Lisa Chapman

Personal information
- Full name: Lisa Chapman
- National team: Great Britain
- Born: 18 August 1984 (age 41) Hastings, England
- Height: 1.67 m (5 ft 6 in)
- Weight: 60 kg (130 lb)

Sport
- Sport: Swimming
- Strokes: Freestyle, medley
- Club: Hastings seagulls
- College team: Loughborough University
- Coach: Ian Armiger

Medal record
Women's swimming
Representing Great Britain
European Championships (SC)
| Silver medal – second place | 2004 Vienna | 100 m medley |

= Lisa Chapman =

English swimmer (born 1984)

Lisa Chapman (born 18 August 1984) is an English former competitive swimmer who represented Great Britain in the Olympics and European championships. She competed internationally in freestyle and individual medley swimming events. She qualified as an Olympian and won a silver medal at the European Short Course Championships in 2004. Chapman attended Loughborough University, where she also competed for the swimming team under head coach Ian Armiger.

Chapman qualified for the women's 4×100 m freestyle relay, as a member of Team GB at the 2004 Summer Olympics in Athens. She finished fourth in the 100 m freestyle from the Olympic trials in Sheffield, posting a relay entry time of 56.17. Teaming with Melanie Marshall, Karen Pickering and Kathryn Evans in the final, Chapman posted a lifetime best and a split of 55.49 to anchor the last 50 metres of the race.

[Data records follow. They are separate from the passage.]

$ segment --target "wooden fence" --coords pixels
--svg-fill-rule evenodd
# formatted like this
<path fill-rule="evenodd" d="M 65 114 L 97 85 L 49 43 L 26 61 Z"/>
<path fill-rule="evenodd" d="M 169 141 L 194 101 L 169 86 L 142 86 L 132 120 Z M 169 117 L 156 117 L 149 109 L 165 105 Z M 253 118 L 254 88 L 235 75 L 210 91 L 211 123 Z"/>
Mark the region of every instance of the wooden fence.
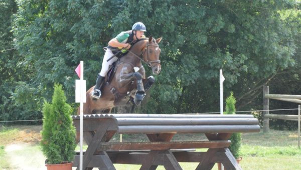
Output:
<path fill-rule="evenodd" d="M 272 94 L 269 94 L 268 86 L 263 86 L 263 132 L 268 132 L 269 119 L 276 118 L 287 120 L 298 121 L 298 146 L 300 148 L 300 106 L 298 106 L 298 115 L 269 114 L 269 99 L 293 102 L 301 104 L 301 95 Z"/>

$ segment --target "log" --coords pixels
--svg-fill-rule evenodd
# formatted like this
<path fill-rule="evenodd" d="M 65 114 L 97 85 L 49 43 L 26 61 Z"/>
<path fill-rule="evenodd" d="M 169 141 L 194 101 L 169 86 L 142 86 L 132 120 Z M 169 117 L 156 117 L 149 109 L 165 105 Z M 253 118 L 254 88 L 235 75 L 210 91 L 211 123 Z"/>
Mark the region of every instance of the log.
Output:
<path fill-rule="evenodd" d="M 259 132 L 258 124 L 253 125 L 197 125 L 197 126 L 119 126 L 120 134 L 162 133 L 233 133 Z"/>
<path fill-rule="evenodd" d="M 233 125 L 258 124 L 255 118 L 117 118 L 120 125 Z"/>

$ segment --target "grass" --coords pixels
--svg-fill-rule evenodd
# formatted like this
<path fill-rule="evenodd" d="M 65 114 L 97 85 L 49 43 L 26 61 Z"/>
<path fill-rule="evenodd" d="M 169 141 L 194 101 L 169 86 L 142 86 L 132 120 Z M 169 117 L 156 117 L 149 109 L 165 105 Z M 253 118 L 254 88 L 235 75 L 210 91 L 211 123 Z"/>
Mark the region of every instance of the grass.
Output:
<path fill-rule="evenodd" d="M 32 160 L 44 163 L 44 158 L 35 153 L 41 152 L 37 132 L 40 127 L 35 126 L 14 126 L 0 128 L 0 169 L 13 170 L 14 165 L 10 164 L 7 160 L 8 154 L 5 148 L 13 143 L 22 142 L 22 138 L 29 141 L 29 136 L 36 136 L 36 138 L 29 140 L 24 149 L 13 152 L 14 156 L 23 154 L 30 155 Z M 34 129 L 35 130 L 33 130 Z M 34 133 L 33 132 L 36 132 Z M 270 130 L 269 132 L 246 133 L 242 134 L 242 145 L 241 148 L 242 160 L 241 166 L 244 170 L 297 170 L 301 169 L 301 150 L 297 147 L 297 132 L 296 131 L 280 131 Z M 40 135 L 39 134 L 38 134 Z M 21 136 L 23 136 L 23 138 Z M 206 137 L 203 134 L 176 134 L 174 140 L 204 140 Z M 139 134 L 128 134 L 123 136 L 123 140 L 129 141 L 145 141 L 146 137 Z M 119 134 L 113 137 L 112 140 L 119 141 Z M 85 146 L 84 150 L 87 148 Z M 76 148 L 79 150 L 79 148 Z M 202 151 L 203 151 L 202 150 Z M 37 158 L 37 157 L 42 157 Z M 40 158 L 40 159 L 38 159 Z M 31 162 L 31 160 L 27 160 Z M 34 164 L 34 163 L 33 163 Z M 197 166 L 197 163 L 180 162 L 183 170 L 193 170 Z M 139 165 L 127 165 L 115 164 L 117 170 L 138 170 Z M 44 168 L 44 167 L 43 167 Z M 159 166 L 157 170 L 165 170 L 163 166 Z M 217 170 L 216 165 L 213 170 Z"/>
<path fill-rule="evenodd" d="M 3 159 L 2 158 L 6 158 L 6 153 L 4 150 L 4 146 L 0 145 L 0 170 L 5 170 L 10 168 L 10 164 L 6 159 Z"/>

This helped the British team achieve sixth-place with a final time of 3:40.82, almost 5 seconds behind the world record set by the winning Australians.

Four months after competing in her first Olympics, Chapman earned her first career medal, a sterling silver, in the 100 m individual medley at the 2004 European Short Course Swimming Championships in Vienna, Austria (1:00.88).

On 7 November 2005 Chapman made her decision to retire from swimming, and instead pursued coaching opportunities around the pool.